Buy or rent physical servers
Set up database infrastructure
Configure load balancers
Plan for capacity (and hope you got it right)
Deal with outages, scaling issues, and hardware failures

All of that would cost thousands of dollars—and that’s before you wrote a single line of code.

Today? You build it with Lambda, API Gateway, and DynamoDB. You deploy it with Terraform. And unless traffic gets truly ridiculous, it costs you basically nothing.

The cloud didn’t just make infrastructure cheaper. It made building things accessible.

That’s what I wanted students to understand. Not that AWS has a lot of services. But that those services remove the barriers that used to keep people from building.

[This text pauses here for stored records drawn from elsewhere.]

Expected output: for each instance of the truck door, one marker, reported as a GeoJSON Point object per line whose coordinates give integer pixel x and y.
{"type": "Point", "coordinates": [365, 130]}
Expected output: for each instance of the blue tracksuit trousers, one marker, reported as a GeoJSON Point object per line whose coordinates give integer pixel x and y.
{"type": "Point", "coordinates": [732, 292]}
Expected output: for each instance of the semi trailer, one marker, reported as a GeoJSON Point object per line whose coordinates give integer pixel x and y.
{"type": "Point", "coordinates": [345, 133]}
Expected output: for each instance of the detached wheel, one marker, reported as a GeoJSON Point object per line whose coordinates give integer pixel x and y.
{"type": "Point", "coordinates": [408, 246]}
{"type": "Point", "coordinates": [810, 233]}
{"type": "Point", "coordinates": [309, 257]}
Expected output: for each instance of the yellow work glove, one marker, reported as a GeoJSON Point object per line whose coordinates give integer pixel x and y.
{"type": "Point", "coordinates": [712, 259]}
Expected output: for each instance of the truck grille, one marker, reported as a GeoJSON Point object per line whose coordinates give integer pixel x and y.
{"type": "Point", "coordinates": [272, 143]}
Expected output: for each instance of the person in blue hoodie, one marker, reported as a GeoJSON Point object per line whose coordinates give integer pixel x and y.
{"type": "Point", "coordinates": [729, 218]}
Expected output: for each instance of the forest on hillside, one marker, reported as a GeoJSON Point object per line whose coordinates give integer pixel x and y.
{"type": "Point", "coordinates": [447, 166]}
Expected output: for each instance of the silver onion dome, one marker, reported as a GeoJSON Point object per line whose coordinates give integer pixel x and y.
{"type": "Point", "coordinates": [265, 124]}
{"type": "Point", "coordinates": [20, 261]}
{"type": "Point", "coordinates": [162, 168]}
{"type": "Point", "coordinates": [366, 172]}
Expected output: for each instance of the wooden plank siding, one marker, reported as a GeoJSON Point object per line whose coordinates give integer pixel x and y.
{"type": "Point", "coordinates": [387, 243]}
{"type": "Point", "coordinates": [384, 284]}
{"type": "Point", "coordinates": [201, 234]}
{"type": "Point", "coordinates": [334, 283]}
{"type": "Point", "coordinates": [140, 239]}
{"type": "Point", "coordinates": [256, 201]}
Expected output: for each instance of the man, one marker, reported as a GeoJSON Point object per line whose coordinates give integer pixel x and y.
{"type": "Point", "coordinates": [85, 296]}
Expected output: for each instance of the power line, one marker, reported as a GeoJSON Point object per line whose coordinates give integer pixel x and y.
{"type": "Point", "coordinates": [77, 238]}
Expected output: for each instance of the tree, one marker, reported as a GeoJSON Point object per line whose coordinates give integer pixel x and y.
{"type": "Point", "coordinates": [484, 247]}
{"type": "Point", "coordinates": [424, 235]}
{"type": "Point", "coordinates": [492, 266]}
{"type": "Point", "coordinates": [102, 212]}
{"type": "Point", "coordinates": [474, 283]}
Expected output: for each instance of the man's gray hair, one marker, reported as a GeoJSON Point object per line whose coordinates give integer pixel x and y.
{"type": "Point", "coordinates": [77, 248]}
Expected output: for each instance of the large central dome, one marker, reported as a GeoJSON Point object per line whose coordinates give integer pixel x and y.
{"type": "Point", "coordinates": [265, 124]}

The demo: a survey students could actually participate in

To drive the point home, I didn’t just talk about Thomas Game Docs surveys.

I had the students take one.

At the start of the presentation, I pulled up a simple survey asking about their exposure to AWS:

Have you used AWS before?
Have you deployed something to the cloud?

They voted. They saw the results update in real-time. And then I showed them exactly how it worked—with no servers running, no databases to manage, and no ongoing costs to worry about.

That survey? It’s the same repo I’m writing about now: cracking-the-cloud.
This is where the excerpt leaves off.